Article

Properties and Applications of Calcium Hydroxide in Endodontics and Dental Traumatology

Department of Endodontics, Hamedan University of Medical Sciences, Hamedan, Iran.
International Endodontic Journal (Impact Factor: 2.97). 05/2011; 44(8):697-730. DOI: 10.1111/j.1365-2591.2011.01886.x
Source: PubMed

ABSTRACT

Mohammadi Z, Dummer PMH. Properties and applications of calcium hydroxide in endodontics and dental traumatology. International Endodontic Journal, 44, 697–730, 2011.
Calcium hydroxide has been included within several materials and antimicrobial formulations that are used in a number of treatment modalities in endodontics. These include, inter-appointment intracanal medicaments, pulp-capping agents and root canal sealers. Calcium hydroxide formulations are also used during treatment of root perforations, root fractures and root resorption and have a role in dental traumatology, for example, following tooth avulsion and luxation injuries. The purpose of this paper is to review the properties and clinical applications of calcium hydroxide in endodontics and dental traumatology including its antibacterial activity, antifungal activity, effect on bacterial biofilms, the synergism between calcium hydroxide and other agents, its effects on the properties of dentine, the diffusion of hydroxyl ions through dentine and its toxicity. Pure calcium hydroxide paste has a high pH (approximately 12.5–12.8) and is classified chemically as a strong base.
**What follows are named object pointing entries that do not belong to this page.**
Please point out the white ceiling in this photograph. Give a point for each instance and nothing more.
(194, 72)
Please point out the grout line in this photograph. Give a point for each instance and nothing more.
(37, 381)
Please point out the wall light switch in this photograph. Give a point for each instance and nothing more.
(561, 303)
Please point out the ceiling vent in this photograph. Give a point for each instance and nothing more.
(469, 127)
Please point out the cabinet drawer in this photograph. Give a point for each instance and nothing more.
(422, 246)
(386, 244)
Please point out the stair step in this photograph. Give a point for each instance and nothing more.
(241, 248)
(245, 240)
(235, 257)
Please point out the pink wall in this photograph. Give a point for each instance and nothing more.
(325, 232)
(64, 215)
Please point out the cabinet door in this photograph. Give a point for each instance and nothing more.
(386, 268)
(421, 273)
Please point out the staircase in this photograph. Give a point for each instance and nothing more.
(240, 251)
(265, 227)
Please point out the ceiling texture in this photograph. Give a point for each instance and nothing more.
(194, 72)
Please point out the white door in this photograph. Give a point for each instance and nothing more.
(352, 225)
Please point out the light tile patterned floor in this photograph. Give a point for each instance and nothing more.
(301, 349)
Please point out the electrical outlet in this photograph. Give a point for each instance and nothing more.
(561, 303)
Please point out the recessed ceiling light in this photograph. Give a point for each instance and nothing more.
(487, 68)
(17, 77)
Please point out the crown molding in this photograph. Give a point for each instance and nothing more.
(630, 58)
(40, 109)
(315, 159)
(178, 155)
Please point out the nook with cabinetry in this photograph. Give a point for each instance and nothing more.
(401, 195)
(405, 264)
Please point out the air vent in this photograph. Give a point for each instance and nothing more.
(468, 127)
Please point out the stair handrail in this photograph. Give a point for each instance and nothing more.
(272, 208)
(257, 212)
Its main actions are achieved through the ionic dissociation of Ca2+ and OH− ions and their effect on vital tissues, the induction of hard-tissue deposition and the antibacterial properties. The lethal effects of calcium hydroxide on bacterial cells are probably due to protein denaturation and damage to DNA and cytoplasmic membranes. It has a wide range of antimicrobial activity against common endodontic pathogens but is less effective against Enterococcus faecalis and Candida albicans. Calcium hydroxide is also an effective anti-endotoxin agent. However, its effect on microbial biofilms is controversial.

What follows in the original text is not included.